The announcement is the latest of many collaborations for Nvidia, whose Drive platform that helps enable autonomous driving is ubiquitous in the industry. The Silicon Valley-based company known for its graphics chips said last month that 320 companies involved in the development of self-driving cars use Nvidia Drive.
Automakers and their suppliers have sought alliances to share the high costs of developing self-driving cars, which are expected to start appearing in the marketplace over the next few years as so-called robo-taxis at first. Still, experts expect the transition from human-driven to automated cars could take a decade or more.
Nvidia and Continental said in a statement their self-driving vehicle system, which will integrate a range of Continental sensors, will be introduced in 2021, after a period of collaboration between engineering teams from both companies.
The companies did not disclose financial terms for the partnership.
At CES in Las Vegas last month, Nvidia announced partnerships with Uber Technologies and Volkswagen AG (VOWG_p.DE).
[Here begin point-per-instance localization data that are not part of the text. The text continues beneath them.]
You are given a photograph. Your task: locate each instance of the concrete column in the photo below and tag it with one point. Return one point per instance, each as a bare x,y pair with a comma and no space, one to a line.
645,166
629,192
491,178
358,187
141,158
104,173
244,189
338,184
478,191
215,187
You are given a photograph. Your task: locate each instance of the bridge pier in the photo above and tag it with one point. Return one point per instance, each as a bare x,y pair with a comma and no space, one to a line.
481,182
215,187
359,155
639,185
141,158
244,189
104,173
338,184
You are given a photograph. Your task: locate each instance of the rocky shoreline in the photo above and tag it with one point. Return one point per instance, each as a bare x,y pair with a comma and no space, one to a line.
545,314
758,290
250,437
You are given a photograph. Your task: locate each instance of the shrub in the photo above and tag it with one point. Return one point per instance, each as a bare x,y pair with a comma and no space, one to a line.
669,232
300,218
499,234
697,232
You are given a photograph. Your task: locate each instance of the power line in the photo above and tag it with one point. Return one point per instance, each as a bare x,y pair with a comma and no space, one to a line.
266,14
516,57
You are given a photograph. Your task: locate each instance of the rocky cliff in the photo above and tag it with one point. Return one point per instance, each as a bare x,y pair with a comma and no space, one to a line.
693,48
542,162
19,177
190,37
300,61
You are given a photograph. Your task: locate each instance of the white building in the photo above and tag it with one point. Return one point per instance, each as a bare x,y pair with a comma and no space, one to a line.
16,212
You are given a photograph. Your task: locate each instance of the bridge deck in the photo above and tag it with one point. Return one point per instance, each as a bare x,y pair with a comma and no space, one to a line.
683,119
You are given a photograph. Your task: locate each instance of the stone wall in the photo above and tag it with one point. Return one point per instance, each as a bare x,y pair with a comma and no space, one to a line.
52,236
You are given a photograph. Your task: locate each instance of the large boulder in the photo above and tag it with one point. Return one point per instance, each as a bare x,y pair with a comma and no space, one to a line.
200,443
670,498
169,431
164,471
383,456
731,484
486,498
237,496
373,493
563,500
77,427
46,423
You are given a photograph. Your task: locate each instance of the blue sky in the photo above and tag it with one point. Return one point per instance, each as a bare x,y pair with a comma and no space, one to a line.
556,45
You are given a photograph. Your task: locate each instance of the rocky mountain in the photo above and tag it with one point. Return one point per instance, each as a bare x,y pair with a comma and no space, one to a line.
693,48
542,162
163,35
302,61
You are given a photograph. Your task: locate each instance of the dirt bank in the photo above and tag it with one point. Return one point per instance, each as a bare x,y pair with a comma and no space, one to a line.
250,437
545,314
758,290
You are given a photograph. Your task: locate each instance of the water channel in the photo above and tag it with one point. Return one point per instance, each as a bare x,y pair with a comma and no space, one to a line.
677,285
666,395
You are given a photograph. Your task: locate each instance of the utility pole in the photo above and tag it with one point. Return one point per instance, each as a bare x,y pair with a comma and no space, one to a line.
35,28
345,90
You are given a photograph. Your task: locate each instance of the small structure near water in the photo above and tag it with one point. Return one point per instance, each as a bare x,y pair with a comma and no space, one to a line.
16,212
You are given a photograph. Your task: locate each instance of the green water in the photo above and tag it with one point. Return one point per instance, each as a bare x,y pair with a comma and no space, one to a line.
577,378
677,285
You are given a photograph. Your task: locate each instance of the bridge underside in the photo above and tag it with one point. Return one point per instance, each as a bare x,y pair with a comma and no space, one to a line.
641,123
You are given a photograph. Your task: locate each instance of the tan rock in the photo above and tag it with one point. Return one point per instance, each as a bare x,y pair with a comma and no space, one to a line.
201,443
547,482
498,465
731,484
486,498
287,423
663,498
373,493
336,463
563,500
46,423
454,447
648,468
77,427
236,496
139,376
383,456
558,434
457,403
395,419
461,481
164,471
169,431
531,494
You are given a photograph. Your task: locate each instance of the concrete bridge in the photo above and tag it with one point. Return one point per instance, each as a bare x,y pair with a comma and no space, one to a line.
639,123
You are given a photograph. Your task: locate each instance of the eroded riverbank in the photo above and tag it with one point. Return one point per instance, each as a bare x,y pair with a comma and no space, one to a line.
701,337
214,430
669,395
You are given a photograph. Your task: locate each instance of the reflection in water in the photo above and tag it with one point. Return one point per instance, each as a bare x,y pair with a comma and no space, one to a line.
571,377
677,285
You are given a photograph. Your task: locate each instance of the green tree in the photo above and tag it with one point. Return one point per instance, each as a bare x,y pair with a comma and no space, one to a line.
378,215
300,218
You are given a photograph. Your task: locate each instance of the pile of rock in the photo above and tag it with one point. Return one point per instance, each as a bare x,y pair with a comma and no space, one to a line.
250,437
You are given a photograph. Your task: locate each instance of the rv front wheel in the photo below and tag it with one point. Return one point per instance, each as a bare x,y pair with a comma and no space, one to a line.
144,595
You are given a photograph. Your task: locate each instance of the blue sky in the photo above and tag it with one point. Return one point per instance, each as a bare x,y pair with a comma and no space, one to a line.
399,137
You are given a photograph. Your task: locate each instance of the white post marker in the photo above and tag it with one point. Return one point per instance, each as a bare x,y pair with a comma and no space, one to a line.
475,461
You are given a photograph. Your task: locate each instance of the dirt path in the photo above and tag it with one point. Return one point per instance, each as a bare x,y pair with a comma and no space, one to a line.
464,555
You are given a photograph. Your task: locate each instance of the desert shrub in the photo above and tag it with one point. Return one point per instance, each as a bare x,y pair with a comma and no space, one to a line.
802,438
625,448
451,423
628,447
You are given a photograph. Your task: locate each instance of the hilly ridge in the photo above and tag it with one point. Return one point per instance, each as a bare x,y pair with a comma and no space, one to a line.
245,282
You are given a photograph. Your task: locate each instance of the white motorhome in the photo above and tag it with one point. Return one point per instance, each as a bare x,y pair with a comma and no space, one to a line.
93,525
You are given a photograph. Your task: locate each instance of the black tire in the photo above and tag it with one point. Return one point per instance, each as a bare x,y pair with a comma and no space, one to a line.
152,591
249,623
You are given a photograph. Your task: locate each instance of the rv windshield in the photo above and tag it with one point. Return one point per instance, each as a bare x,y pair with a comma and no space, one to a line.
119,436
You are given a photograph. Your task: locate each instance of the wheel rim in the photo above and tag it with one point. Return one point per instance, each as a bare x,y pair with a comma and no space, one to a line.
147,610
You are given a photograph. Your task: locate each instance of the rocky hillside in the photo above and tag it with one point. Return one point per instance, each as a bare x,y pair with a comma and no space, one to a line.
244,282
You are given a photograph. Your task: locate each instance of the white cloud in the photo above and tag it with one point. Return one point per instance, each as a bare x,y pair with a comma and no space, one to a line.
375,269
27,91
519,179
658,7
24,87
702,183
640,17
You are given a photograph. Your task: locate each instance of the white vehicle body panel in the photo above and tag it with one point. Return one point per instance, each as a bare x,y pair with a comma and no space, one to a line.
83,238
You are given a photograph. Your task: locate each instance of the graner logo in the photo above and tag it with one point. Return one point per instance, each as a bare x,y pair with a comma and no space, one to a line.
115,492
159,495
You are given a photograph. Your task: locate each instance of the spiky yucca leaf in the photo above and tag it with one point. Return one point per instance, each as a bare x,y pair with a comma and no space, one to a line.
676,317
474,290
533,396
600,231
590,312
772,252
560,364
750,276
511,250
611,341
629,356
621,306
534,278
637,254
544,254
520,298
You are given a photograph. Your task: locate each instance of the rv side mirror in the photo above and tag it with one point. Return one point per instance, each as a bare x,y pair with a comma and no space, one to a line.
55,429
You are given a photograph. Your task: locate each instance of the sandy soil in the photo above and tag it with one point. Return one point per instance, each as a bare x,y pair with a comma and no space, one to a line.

The company also works with electric vehicle maker Tesla Inc and China’s Baidu.
Continental - which also works on self-driving with Baidu - is part of a separate consortium of automakers and suppliers working together to develop full autonomous driving systems.
Led by BMW, that alliance also brings together Fiat Chrysler Automobiles NV Intel Corp and Intel’s vision systems subsidiary Mobileye, with Continental handling integration of components and software. U.S. auto supplier Aptiv is also part of the alliance.